Spherical arena reveals optokinetic response tuning to stimulus location, size, and frequency across entire visual field of larval zebrafish

The reviewers and the Reviewing Editor agreed that the design of the set-up presents a technical innovation that will be highly useful for future studies. There is clear disagreement on the level of conceptual insight.

Based on the technical advancement we agreed on a major revision of the manuscript. However, the resubmission should not be handed in as a research article, but as a Tools and Resources article.

Please address our major concerns listed below.

1) Statistical analysis. For several results only means are shown, and often there does not appear to be an indication of the variance between individuals. For instance:

– In Figures3 and 4 it would be interesting to know how this varies across animals. One possibility would be to also plot a variance map. Another would be to include the maps for each animal individually as supplementary data.
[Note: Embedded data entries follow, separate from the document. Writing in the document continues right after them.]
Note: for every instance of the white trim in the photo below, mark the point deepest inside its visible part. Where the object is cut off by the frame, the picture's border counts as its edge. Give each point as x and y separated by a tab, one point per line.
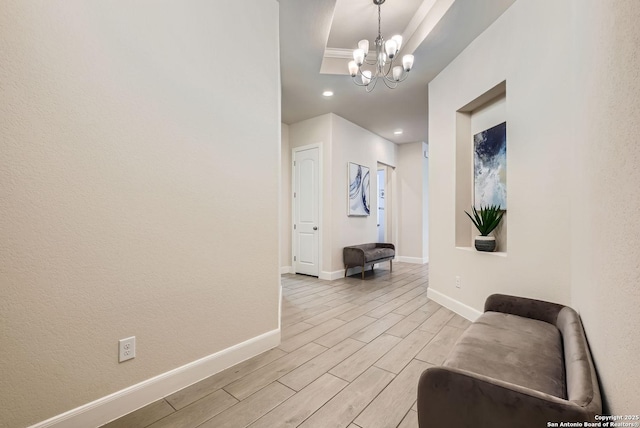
340	53
286	269
331	276
458	307
320	202
414	260
125	401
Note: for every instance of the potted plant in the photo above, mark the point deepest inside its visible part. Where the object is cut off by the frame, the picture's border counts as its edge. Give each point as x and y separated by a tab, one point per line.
486	220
We chose the latter option suggested by the reviewer and have now included the OKR gain maps for each individual animal as our new Figure 4—figure supplement 2. Inspection of single-fish data led us to conclude that data from one individual from one of the control groups (fish no. 1 from the rotated arena group) had been corrupted. The seemingly arbitrary spatial arrangement of OKR gains likely indicates a mistake by the experimenter, such as misidentifying the stimulus presentation order, and cannot be corrected post-hoc. For maximum transparency, we still show the results from this one fish in the first panel of Figure 4—figure supplement 2b, but we no longer include them in further analyses.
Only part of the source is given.